Pour ouvrir notre nouveau cycle consacré au thème de la disparition, quoi de plus évident qu’une variation – cruelle et mal aimée – sur la figure de l’homme invisible, ici revisitée à l’ère des effets spéciaux numériques ? Nous vous proposons donc Hollow Man de Pau Verhoeven (2000) !

Sebastian Caine (Kevin Bacon) est un brillant scientifique effectuant des recherches sur l’invisibilité pour le compte de l’armée américaine. Après avoir testé sa formule sur lui-même, il sombre peu à peu dans la paranoïa lorsque son ex-femme (Elisabeth Sue) et ses collègues, inquiets de son tempérament pervers et mégalomane, tentent de l’arrêter.

Film de commande renié par Paul « Le Hollandais violent » Verhoeven lui-même, Hollow Man n’a, contrairement à Showgirls, pas eu la chance d’une réhabilitation tardive. On retrouve pourtant tout le cynisme et l’ambiguïté du metteur en scène de Starship Troopers dans cette fable où l’invisibilité permet à un homme cruel et mégalomane de s’affranchir des lois sociales et morales. Les effets spéciaux, au diapason de cette réinterprétation horrifique du mythe de l’homme invisible, en font une figure moins proche du fantôme que de l’écorché des tables d’anatomie.

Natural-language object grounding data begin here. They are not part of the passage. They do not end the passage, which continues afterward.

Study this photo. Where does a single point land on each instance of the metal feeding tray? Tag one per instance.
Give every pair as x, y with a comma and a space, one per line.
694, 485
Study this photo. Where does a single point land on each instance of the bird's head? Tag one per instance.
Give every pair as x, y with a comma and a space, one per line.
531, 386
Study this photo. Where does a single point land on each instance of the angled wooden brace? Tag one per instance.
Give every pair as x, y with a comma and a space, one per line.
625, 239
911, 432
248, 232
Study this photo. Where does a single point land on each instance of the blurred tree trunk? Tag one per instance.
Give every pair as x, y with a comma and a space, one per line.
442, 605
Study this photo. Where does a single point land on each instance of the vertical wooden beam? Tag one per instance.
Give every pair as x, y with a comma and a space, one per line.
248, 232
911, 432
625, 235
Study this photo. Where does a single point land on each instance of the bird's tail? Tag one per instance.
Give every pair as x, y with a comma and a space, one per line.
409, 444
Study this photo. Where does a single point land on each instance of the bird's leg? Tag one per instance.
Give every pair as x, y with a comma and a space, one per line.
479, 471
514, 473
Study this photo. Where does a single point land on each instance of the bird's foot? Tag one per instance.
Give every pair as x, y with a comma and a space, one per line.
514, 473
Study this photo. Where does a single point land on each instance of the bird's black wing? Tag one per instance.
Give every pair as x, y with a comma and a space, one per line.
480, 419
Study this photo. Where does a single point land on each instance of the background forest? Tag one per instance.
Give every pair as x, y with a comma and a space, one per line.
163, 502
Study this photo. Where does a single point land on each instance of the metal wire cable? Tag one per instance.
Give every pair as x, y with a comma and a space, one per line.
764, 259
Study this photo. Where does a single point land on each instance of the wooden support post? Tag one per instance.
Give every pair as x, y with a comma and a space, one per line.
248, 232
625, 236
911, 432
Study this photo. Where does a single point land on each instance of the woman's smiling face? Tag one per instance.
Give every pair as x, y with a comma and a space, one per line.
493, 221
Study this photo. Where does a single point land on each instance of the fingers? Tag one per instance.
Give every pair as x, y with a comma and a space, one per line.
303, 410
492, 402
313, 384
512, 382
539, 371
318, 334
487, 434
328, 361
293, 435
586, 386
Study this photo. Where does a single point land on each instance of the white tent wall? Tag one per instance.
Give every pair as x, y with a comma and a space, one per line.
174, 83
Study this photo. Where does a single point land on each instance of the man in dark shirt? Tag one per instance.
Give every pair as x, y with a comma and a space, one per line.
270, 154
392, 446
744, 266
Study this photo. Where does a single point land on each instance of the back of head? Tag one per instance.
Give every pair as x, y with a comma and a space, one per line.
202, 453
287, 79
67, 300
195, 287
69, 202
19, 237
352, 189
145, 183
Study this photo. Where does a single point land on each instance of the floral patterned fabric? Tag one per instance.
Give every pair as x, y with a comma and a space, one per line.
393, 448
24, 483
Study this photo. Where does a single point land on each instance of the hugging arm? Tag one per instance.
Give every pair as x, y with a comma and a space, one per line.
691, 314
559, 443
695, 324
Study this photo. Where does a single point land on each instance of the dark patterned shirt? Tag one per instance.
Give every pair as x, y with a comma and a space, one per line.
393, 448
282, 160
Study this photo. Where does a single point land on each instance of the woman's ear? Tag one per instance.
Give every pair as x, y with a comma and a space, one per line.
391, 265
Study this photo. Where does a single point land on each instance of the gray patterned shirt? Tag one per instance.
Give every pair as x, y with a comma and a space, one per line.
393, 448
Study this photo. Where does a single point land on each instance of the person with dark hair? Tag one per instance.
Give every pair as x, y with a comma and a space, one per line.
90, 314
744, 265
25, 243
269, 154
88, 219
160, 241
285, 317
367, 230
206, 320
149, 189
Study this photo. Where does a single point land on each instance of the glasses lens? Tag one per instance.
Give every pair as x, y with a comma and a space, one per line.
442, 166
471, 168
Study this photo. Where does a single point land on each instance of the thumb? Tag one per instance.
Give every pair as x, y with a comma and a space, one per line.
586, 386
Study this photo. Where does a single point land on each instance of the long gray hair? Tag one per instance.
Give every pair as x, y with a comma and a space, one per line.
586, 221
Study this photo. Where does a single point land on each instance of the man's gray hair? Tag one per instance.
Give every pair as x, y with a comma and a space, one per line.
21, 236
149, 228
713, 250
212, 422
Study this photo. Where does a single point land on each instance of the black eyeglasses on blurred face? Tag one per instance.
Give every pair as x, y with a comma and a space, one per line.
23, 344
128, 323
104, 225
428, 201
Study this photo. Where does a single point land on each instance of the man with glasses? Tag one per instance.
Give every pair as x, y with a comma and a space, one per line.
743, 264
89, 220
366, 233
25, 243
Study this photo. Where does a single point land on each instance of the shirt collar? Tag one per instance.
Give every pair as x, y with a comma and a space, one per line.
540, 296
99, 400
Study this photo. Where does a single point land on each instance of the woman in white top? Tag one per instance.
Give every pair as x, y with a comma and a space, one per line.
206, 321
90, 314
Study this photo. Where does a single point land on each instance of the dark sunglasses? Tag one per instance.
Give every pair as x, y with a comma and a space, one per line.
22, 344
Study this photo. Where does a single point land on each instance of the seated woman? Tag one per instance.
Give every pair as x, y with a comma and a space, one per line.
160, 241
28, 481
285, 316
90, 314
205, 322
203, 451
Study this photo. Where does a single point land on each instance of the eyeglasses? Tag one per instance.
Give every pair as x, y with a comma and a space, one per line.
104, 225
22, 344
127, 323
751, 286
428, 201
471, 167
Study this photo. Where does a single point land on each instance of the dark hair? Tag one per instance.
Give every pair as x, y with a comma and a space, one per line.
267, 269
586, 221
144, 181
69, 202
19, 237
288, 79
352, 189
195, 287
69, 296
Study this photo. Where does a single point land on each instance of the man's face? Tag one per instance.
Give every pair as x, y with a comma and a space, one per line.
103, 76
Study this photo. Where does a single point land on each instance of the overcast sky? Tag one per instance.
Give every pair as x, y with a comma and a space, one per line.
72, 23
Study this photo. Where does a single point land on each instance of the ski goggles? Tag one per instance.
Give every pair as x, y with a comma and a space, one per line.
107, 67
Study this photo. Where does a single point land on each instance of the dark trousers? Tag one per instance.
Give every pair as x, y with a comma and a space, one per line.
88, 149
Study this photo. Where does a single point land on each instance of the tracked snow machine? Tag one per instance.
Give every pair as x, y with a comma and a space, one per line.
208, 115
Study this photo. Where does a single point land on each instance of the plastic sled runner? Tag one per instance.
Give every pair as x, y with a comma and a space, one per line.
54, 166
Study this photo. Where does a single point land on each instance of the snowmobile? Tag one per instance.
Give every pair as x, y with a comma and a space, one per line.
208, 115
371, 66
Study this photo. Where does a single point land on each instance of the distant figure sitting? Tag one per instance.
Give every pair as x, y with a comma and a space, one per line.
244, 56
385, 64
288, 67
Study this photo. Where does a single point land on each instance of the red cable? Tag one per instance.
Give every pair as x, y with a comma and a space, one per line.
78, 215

A l’issue de la projection, nous discuterons avec Josué Morel, critique de cinéma (Critikat, Outsiders).

Voir l’événement Facebook.

Durée du film : 1h59

ATTENTION
Du fait de circonstances indépendantes de notre volonté, liées aux conditions de diffusion autorisées par le distributeur, les cartes illimitées ne seront exceptionnellement pas acceptées pour la séance. Les détenteurs d’une carte UGC bénéficieront néanmoins d’un tarif spécial de 3€.

RDV le jeudi 18 octobre à 20h30
au cinéma Les 3 Luxembourg
67, rue Monsieur-le-Prince
75006 Paris

Métro Odéon (lignes 4 et 10)
RER Luxembourg (ligne B)
Bus : 21, 84, 85, 89

Le thème de la programmation 2018-2019 : LA DISPARITION

En 1960, les disparitions de Lea Massari et Janet Leigh dans L’Avventura de Michelangelo Antonioni et Psychose d’Alfred Hitchock ouvraient un nouveau chapitre de l’histoire du cinéma, celui de la modernité. Avec elles, ce n’était pas seulement un objet ou un corps qui disparaissaient (dans la lignée du film noir ou du cinéma fantastique), mais aussi la narration classique et, à travers elle, l’univocité du sens, l’unité du monde.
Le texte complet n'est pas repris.